Dilakukan evaluasi klinis dan hematologis. Pemeriksaan sumsum tulang pada akhir minggu
ketiga. Apabila tidak terjadi remisi atau remisi hanya bersifat parsiil maka terapi harus diganti
dengan regimen lain. Apabila terjadi remisi lengkap maka dimulai tahap konsolidasi .pada tahap
ini diberikan doxorubicin 40 mg/mm2 hari I-II danAra C I-V . regimen ini diberikan 2 kali
dengan interval 4 minggu . apabila keadaan memungkinkan maka diberikan cangkok sumsum
tulang pada saat terjadi remisi lengkap2.

J. Prevensi, Rehabilitasi dan Promosi

a. Prevention:

1. Menghindari senyawa kimia (Benzene) yang banyak di gunakan untuk industry


penyamakan kulit yang banyak di negara yang sedang berkembang

2. Menghindari radiasi ionik.

3. Menghindari pengobatan kemotrapi sitotosik pada pasien.

b. Promotion:

1. Pemberitahuan kepada orang tua atau keluarga dan kerabat yang mempunyai penyakit
heredetar seperti:
a. Sindrom Down kerena mempunyai resiko karena mempunyai resiko 10 hingga 18
lebih tinggi untuk penderita leukeumia

b. Sindrom Bloom dan Penderta leukimia.

2. Senelum melakukan kemoterapi jenis alkylating agent dan topoisomerasi II inhibitor


harus mengutarakan akibat jangka panjang seperti penyakit mioloma, limpoma,
multipel, kanker payudara, kanker ovarium .

c. Rehabilitation:

1. Skrinning awal : untuk mendeteksi kemungkinan adanya infeksi, gangguan fungsi


jantung dan adanya koagulopati

2. Leukoparesise mergensi : ditujukan untuk penderita yang mempunyai angka leukosit


pra-terapi yang sangat tinggi (>100.000/mm³)

3. Regimen kemoterapi

4. Fase induksi : regimen kemoterapi yang intensif yang bertujuan untuk mengeradikasi sel-
sel leukemik secara maksimal sehingga tercapai remisi komplit

5. Fase konsolidasi :lanjutan dari fase induksi. Kemoterapi konsolidasi biasanya terdiri dari
beberapa siklus kemoterapi dan menggunakan obat dengan jenis dan dosis yang sama
atau lebih besar dari dosis yang digunakan pada fase induksi

6. Terapi suportif : berupa penggunaan antibiotika dan transfuse komponen darah2

K. Prognosis

50-85% penderita AML memberikan respons yang baik terhadap pengobatan.

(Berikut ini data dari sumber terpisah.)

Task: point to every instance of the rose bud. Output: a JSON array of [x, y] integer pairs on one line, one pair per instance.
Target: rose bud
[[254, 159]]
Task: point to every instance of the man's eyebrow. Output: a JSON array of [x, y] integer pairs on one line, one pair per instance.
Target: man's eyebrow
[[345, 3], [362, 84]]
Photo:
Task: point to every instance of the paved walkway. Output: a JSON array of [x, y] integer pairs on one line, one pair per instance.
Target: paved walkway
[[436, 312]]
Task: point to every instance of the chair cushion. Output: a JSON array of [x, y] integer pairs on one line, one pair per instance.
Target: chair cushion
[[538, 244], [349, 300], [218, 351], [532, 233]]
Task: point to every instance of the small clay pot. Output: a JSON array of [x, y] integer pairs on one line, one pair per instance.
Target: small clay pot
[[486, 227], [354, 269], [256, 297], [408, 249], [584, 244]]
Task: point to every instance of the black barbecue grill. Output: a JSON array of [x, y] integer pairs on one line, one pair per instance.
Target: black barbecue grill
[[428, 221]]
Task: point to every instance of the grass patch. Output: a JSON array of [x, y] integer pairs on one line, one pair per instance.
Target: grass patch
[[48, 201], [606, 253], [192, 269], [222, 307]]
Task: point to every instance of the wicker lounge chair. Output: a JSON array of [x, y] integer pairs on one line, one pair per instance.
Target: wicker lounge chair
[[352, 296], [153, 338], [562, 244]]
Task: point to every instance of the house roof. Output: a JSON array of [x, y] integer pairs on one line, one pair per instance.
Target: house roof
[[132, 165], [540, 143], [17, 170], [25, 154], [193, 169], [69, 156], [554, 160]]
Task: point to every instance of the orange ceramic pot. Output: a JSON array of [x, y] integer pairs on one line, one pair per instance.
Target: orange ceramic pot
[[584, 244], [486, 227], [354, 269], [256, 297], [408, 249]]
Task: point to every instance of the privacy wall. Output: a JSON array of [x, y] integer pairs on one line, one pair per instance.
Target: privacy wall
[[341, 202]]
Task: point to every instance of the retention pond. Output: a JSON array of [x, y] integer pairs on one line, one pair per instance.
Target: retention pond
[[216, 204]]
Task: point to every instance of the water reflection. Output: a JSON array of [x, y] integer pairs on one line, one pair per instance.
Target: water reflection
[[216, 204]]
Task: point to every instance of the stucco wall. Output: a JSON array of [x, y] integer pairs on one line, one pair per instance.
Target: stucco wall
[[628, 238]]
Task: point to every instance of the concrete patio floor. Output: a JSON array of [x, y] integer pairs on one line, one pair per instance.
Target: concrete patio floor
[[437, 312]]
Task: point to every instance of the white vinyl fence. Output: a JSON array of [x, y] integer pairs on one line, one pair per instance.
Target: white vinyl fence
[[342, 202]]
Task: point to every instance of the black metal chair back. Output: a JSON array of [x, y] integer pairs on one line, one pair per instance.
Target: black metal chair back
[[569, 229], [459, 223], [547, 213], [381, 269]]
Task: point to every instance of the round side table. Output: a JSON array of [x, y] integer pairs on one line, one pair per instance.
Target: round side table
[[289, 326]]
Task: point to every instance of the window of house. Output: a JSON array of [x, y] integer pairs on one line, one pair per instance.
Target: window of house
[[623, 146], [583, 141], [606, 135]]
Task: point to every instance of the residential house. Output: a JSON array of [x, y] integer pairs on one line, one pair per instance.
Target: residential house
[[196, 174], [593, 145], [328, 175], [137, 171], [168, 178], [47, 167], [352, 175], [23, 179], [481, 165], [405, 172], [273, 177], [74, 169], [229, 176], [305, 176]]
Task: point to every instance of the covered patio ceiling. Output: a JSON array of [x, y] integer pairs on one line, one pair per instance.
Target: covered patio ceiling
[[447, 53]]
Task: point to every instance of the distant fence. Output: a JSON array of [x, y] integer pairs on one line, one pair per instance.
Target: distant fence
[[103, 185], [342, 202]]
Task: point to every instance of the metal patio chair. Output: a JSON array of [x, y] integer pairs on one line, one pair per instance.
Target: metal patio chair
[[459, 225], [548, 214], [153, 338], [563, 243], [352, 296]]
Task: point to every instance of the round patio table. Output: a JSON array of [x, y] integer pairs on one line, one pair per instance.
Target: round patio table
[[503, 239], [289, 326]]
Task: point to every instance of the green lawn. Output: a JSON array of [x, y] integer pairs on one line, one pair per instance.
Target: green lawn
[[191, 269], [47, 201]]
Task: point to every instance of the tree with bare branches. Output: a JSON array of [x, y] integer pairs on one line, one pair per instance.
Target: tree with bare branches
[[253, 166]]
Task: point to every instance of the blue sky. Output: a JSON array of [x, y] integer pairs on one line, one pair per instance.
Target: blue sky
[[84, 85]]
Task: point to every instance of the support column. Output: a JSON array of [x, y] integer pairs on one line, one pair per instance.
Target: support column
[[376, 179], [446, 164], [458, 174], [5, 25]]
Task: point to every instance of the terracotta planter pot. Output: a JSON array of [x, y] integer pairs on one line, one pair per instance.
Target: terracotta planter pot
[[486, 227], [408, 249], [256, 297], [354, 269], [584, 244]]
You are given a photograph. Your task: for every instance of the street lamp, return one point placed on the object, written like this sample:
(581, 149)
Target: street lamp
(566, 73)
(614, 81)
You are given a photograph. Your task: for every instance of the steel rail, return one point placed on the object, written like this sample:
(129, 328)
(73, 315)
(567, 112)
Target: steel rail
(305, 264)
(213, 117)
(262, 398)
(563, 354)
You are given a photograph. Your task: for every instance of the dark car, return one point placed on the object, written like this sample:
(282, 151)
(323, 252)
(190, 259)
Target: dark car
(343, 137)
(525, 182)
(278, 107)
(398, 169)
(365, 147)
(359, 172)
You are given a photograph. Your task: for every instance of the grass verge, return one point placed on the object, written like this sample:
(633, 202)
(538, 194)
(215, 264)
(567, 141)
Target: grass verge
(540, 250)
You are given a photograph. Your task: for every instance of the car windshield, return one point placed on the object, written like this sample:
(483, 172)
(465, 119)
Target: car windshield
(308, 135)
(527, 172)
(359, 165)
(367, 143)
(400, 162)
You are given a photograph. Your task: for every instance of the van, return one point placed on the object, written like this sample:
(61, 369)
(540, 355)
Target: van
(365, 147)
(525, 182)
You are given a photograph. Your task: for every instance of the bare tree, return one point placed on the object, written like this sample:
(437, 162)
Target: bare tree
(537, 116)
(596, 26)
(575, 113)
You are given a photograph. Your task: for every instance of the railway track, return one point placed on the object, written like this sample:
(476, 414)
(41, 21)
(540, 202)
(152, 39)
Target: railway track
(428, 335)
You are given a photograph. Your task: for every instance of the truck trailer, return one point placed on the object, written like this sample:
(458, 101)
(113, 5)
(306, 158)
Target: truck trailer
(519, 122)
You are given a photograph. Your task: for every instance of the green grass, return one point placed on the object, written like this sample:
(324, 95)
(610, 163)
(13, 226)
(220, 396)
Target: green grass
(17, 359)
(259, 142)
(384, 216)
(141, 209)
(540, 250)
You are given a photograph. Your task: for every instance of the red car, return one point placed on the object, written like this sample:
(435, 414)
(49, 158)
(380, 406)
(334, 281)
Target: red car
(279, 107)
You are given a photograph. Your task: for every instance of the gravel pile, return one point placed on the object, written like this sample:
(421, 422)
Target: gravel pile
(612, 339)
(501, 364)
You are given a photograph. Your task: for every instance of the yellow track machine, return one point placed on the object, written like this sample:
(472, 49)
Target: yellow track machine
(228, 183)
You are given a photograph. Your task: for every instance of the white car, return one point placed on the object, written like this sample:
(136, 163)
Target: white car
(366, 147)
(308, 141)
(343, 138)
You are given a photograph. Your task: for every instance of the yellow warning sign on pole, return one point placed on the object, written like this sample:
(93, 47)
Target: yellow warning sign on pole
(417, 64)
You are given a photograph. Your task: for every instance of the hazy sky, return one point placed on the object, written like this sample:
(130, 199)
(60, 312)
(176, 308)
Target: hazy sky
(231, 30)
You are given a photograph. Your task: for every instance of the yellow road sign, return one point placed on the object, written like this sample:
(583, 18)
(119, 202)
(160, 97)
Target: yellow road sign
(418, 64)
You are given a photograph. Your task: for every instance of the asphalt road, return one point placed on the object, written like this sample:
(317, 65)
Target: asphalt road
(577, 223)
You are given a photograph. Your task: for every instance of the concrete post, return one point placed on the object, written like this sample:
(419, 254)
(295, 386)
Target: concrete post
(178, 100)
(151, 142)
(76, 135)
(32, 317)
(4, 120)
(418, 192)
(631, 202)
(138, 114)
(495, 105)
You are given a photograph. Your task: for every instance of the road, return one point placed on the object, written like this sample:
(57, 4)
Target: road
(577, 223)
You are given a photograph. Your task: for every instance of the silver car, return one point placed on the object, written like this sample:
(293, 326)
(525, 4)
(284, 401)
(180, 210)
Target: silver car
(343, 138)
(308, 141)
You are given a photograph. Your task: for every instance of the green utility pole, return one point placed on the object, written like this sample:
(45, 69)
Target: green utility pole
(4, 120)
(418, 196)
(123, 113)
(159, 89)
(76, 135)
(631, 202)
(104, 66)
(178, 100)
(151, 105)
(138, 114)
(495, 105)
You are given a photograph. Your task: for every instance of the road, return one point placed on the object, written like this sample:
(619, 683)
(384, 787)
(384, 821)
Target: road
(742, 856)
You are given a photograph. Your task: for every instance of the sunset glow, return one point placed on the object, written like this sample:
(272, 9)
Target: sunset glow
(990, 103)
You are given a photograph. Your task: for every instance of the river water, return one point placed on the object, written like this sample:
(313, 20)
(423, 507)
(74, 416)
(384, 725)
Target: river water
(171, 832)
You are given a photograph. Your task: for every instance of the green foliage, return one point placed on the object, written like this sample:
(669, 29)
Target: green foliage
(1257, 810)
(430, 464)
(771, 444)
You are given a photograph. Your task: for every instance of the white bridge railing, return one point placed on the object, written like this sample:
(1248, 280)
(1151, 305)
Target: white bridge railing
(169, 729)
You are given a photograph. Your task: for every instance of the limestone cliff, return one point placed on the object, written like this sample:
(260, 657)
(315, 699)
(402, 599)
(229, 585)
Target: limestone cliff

20-40% penderita tidak lagi menunjukkan tanda-tanda leukemia dalam waktu 5 tahun setelah
pengobatan; angka ini meningkat menjadi 40-50% pada penderita yang menjalani pencangkokan
sumsum tulang.
Prognosis yang paling buruk ditemukan pada:
– penderita yang berusia diatas 50 tahun.
– penderita yang menjalani kemoterapi dan terapi penyinaran untuk penyakit lain2.